Ora, Garrett, em cuja lírica coeva a denúncia da tirania e apelo ao cidadão-soldado é

evidente, encontrava em Catão o herói ideal para a desculpabilização da Monarquia que,

nos escritos liberais, quer poéticos, quer políticos, desresponsabiliza como corpo místico.

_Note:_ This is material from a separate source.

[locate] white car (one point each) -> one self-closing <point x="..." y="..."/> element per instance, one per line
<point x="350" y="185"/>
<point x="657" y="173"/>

Por isso, e tal como a grande maioria dos seus correligionários vintistas, o escritor

não incluía o monarca (D. João VI) naquilo a que chamava o torpe incenso da venal lisonja –

os áulicos, culpados pela degeneração da Monarquia em Tirania. A corrupção do regime

havia sido causada por um despotismo cortesão que tinha distanciado o monarca dos

conselhos da representação nacional e, portanto, da governação de acordo com os

costumes. O soberano é, pois, a representação da História, eixo em torno do qual a intriga e

os intrigantes se movem (Benjamin, 2003: 65).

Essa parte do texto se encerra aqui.